I have been photographing the United States, trying by investigating photographically to learn who we are and how we feel, by seeing what we look like as history has been and is happening to us in this world.
Since World War II we have seen the spread of affluence, the move to the suburbs and the spreading of them, the massive shopping centers to serve them, cars for to and from. New schools, churches and banks. And the growing need of tranquilizer peace, missile races, H bombs for overkill, war and peace tensions, and bomb shelter security. Economic automation problems, and since the Supreme Court decision to desegregate schools, we have the acceleration of civil liberties battle by negroes.

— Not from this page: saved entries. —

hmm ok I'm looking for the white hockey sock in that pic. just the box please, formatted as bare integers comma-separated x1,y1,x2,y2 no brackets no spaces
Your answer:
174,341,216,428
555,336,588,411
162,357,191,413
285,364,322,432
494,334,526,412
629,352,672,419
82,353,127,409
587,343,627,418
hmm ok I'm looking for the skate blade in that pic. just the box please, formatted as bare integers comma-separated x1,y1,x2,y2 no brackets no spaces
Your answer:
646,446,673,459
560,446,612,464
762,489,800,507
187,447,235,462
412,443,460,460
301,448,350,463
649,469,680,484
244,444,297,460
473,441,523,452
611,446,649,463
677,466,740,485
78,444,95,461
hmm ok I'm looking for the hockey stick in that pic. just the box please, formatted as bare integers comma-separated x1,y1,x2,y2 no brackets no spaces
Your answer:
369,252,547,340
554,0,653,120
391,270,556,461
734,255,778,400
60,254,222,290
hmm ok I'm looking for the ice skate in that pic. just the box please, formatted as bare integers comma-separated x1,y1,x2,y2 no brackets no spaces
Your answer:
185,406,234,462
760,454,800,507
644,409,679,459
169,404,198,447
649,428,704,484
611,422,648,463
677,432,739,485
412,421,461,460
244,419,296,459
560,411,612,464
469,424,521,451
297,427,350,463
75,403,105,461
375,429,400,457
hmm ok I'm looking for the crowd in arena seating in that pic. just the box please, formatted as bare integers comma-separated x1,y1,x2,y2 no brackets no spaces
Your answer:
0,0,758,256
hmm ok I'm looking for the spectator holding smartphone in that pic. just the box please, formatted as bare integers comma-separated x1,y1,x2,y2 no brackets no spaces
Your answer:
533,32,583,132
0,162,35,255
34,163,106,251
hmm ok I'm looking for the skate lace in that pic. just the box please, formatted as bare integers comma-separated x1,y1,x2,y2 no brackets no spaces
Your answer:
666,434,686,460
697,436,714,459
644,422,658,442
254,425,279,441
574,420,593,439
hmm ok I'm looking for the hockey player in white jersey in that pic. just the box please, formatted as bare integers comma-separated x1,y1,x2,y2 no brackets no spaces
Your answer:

I look at the pictures I have done up to now, and they make me feel that who we are and how we feel and what is to become of us just doesn't matter. Our aspirations and successes have been cheap and petty. I read the newpapers, the columnists, some books, I look at some magazines (our press). They all deal in illusions and fantasies. I can only conclude that we have lost ourselves, and that the bomb may finish the job permanently, and it just doesn't matter, we have not loved life.
I cannot accept my conclusions, and so I must continue this photographic investigation further and deeper. This is my project."
Gary Winogrand, Statement of Plans,
John Simon Guggenheim Fellowship Application, October 1963.
[le résultat est visible dans Winogrand, 1964, Arena Editions, 2002. Superbe!]